En deuxième semaine, j’ai gagné en autonomie. J’étais entre deux pôles : d’un côté, Estelle et Lucile me confiaient des visuels pour les réseaux sociaux, de l’autre, Caroline me confiait les projet pour Allianz. C’étaient des newsletters pour promouvoir des moments de partage que la société propose, (comme des séminaires, des vacances…) adaptée à la charte graphique. J’ai découvert de nouveaux moyens de communication comme Slack et Trello qui permettent une bonne organisation en agence.

Mon plan de travail sur le projet Allianz

Du côté social media, j’ai aussi travaillé pour la marque Vivacy (marque française spécialisée dans la médecine esthétique).
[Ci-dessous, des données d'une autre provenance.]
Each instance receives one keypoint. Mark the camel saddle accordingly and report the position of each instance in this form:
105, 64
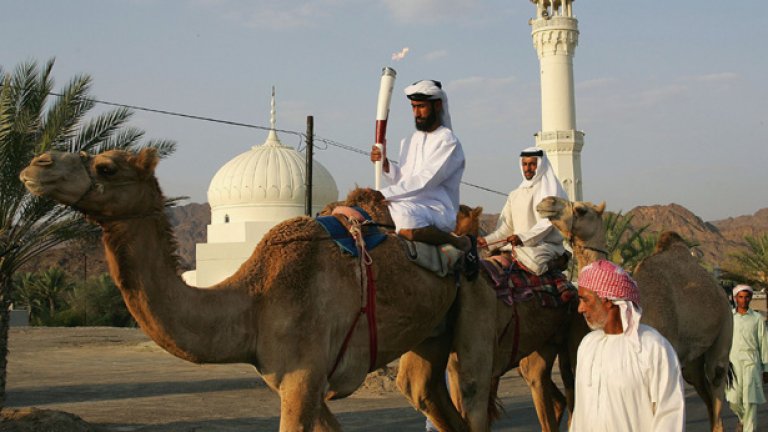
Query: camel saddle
514, 283
442, 260
340, 233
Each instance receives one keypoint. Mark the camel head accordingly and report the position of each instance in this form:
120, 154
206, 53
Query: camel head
373, 202
112, 185
468, 220
581, 220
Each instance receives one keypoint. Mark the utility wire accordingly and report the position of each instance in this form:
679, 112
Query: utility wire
302, 136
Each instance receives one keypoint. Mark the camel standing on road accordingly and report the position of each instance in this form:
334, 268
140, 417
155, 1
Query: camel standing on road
679, 298
536, 366
293, 309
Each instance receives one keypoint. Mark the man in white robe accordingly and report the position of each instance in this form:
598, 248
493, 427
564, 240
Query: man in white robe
627, 375
531, 239
423, 195
749, 356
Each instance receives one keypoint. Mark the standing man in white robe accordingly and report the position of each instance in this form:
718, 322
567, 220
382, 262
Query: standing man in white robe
627, 374
531, 239
749, 356
423, 195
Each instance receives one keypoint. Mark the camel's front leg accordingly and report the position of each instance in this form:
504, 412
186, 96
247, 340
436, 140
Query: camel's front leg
302, 404
548, 400
421, 378
695, 374
474, 343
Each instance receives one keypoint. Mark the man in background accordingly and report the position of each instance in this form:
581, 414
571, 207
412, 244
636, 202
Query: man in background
749, 356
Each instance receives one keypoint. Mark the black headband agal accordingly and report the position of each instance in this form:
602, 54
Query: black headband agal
539, 153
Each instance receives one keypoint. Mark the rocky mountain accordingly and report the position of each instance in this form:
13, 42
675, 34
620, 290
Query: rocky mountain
716, 239
715, 242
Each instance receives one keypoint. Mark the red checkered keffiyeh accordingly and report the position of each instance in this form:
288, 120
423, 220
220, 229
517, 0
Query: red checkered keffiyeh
610, 281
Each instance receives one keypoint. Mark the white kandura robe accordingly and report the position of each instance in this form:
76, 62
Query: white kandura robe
541, 241
620, 389
424, 188
749, 356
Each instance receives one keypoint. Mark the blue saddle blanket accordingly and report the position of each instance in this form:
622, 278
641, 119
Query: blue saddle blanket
372, 234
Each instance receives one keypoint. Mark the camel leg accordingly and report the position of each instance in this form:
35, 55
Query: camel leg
474, 341
302, 406
549, 402
694, 373
421, 378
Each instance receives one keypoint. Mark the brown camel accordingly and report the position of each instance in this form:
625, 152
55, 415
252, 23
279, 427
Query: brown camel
536, 366
679, 298
289, 308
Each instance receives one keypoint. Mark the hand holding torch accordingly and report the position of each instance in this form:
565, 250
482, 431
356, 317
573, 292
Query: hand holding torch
382, 113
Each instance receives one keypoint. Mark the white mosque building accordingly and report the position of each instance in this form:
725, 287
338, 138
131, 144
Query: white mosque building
248, 196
Nous avons shooté un Reel destiné à la communication sur les réseaux sociaux. Ce que j’ai adoré, c’est que dans l’agence on me considère comme une vraie graphiste. Mon avis a vraiment compté pour la préparation du shooting. Avec Lucile, on a réfléchi à chaque image, à ce qu’on voulait montrer, à ce qu’on voulait faire passer au public. Et le jour du tournage, on était là pour s’assurer que nos intentions soient respectées. Il y avait aussi les clientes présentes avec qui on échangeait régulièrement pour être sûres de répondre à leurs attentes.

L’agence déménageait, donc j’ai fait un peu de télétravail en attendant les nouveaux locaux. Cependant j’ai besoin d’être en communication constante avec l’équipe pour avoir des retours, car je doute parfois de mes choix. Ce que j’apprécie, c’est leur pédagogie : elles me font confiance, me donnent des responsabilités et cela me pousse à progresser.

Enfin, l’ambiance au bureau est un vrai plus. À midi, on joue parfois à Mario Kart sur la Switch avec d’autres gens de l’étage, ou on sort bronzer quand il fait beau. Je pense que ces moments de détente contribuent à une bonne dynamique de groupe. Le bien-être des employés à une place importante chez Sharing.